On 17 May 2026, she won the Icelandic championship for the first time and was named the Playoffs MVP.

On 26 september 2026, she won her second straight Super Cup win after Njarðvík defeated Keflavík 83-78.

===National team career===
In November 2024, Rodriguez was selected to play for the Icelandic national team for the first time. In her debut on 7 November, Rodriguez scored 29 points in a 70–78 loss against Slovakia in the EuroBasket Women 2025 qualification. Three days later, she scored 25 points in a 77–73 win against Romania, including the game winning basket and a free throw with 6.7 seconds left.

===Statistics===
====College statistics====

| Year | Team | GP | Points | FG% | 3P% | FT% | RPG | APG | SPG | BPG | PPG |
|---|---|---|---|---|---|---|---|---|---|---|---|
| 2012–13 | Utah | 36 | 94 | 37.8% | 38.2% | 57.6% | 3.1 | 2.2 | 0.6 | 0.4 | 2.6 |
| 2013–14 | Utah | 31 | 241 | 36.9% | 43.3% | 64.8% | 3.8 | 4.3 | 0.9 | 0.6 | 7.8 |
| 2014–15 | Utah | 29 | 249 | 38.8% | 35.9% | 59.5% | 4.4 | 3.6 | 1.0 | 0.9 | 8.6 |
| 2015–16 | Utah | 33 | 318 | 43.2% | 20.4% | 70.5% | 3.6 | 4.1 | 1.3 | 0.4 | 9.6 |
| Career |  | 129 | 902 | 39.7% | 33.3% | 64.2% | 3.7 | 3.5 | 0.9 | 0.6 | 7.0 |

Source

==Coaching career==
On December 1, 2018, the Icelandic Basketball Federation announced that it had hired Rodriguez as an assistant coach to the Icelandic women's national under-20 basketball team.

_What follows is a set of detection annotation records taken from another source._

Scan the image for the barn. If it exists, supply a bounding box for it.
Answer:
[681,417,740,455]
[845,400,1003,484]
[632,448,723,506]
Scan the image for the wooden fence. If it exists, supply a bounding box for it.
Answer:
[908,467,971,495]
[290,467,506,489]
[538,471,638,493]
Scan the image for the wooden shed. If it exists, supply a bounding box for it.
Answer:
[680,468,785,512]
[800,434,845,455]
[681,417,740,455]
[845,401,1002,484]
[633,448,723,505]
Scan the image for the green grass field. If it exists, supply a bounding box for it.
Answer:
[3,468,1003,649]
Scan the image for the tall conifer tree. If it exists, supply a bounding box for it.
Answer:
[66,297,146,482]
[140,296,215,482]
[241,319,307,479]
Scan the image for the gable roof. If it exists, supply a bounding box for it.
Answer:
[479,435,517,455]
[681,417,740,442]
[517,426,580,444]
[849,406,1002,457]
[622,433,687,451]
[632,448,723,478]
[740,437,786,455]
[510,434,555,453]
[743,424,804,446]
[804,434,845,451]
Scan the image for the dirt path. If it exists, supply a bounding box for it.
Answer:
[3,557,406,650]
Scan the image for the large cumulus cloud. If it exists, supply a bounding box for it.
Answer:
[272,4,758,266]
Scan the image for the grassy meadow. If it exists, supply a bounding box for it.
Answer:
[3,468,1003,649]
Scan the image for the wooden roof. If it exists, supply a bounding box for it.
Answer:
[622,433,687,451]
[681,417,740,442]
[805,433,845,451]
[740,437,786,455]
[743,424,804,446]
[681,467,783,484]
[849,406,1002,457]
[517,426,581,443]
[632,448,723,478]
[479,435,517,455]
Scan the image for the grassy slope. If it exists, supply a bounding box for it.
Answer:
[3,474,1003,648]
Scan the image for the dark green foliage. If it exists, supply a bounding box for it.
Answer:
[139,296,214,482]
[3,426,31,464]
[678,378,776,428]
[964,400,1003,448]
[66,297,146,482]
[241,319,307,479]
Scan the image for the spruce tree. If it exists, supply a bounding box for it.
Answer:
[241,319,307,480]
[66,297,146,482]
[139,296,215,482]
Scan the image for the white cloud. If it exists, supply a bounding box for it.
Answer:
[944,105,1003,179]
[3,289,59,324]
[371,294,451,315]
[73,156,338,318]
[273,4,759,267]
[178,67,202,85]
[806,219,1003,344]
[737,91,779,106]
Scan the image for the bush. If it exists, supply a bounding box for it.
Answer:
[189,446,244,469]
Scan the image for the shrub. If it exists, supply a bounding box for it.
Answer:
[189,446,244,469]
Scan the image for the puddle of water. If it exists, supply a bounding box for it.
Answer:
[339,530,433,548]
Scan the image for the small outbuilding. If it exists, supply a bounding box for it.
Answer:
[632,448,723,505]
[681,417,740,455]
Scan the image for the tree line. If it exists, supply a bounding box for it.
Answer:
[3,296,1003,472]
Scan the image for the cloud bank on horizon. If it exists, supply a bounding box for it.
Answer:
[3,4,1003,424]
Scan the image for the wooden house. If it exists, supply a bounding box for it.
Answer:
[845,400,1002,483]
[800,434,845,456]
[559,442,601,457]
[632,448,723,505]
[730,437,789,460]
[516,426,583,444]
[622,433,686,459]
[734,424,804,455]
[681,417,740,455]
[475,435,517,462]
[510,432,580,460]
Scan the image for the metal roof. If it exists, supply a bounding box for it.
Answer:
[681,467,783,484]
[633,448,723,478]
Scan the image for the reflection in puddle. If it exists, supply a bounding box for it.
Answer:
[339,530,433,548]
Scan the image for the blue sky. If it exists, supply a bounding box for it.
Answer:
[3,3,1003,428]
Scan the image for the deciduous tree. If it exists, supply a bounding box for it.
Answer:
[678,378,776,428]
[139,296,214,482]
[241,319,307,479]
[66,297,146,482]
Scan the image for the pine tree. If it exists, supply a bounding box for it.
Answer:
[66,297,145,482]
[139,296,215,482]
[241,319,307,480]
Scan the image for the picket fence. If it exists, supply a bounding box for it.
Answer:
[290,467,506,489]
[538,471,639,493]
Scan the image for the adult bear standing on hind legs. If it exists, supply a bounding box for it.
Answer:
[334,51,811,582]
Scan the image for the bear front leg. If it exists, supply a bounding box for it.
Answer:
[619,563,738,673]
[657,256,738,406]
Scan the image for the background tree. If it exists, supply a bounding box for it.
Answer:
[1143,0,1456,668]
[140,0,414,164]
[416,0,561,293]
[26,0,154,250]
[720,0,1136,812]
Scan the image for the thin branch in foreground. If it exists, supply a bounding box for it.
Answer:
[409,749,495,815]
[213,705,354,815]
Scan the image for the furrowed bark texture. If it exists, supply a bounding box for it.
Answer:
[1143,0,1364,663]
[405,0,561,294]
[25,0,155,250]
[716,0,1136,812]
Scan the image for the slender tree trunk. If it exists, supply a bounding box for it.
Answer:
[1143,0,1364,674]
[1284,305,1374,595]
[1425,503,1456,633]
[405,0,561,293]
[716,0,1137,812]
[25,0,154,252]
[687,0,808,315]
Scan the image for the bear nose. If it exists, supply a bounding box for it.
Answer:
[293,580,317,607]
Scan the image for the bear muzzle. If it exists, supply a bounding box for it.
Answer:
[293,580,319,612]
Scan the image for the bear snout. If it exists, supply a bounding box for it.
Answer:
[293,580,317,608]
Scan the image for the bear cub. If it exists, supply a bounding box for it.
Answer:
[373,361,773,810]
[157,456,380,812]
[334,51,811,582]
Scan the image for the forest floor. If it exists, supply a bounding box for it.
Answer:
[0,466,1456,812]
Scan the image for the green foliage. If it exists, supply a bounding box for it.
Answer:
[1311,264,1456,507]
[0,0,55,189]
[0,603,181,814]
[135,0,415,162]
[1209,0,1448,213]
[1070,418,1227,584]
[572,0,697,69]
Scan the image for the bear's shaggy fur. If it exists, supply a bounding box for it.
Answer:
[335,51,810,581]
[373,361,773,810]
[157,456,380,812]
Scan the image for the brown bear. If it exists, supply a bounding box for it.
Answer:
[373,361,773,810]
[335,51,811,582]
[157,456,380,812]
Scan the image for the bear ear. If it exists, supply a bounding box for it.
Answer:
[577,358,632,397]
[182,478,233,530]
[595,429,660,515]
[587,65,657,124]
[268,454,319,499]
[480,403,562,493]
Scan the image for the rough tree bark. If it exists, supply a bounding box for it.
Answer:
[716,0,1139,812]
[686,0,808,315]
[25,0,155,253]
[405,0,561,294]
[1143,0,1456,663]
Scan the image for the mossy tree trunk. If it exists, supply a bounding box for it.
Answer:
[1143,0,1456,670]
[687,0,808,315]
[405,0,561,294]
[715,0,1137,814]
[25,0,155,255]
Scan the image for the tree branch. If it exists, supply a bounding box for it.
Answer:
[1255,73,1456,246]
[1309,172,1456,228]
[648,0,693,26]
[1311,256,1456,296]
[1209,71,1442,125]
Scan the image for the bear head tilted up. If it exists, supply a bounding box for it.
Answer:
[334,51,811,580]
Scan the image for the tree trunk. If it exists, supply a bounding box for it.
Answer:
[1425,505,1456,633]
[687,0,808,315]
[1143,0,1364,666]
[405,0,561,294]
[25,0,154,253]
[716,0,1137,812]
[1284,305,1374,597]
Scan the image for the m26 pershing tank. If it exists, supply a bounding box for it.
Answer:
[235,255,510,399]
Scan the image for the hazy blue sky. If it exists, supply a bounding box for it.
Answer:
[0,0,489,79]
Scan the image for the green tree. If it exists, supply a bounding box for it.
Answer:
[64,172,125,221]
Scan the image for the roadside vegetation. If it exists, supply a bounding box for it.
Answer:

In May 2020, Rodriguez was hired as an assistant coach to Stjarnan men's basketball team and became the first woman to serve as a coach in the Icelandic top-tier Úrvalsdeild karla.

In August 2020, Rodriguez was hired as an assistant coach to the Icelandic women's national basketball team.

On 27 September 2020, she won her first medal as a coach when Stjarnan defeated Grindavík in the Icelandic Super Cup.

In August 2021, Rodriguez was named an assistant coach with University of San Diego women's basketball team.

==Personal life==
In Decemenber 2023 it was announced that she was one of 20 individuals that were recommended for an Icelandic citizenship by Alþingi. On 16 December, her citizenship was approved by a parliament vote.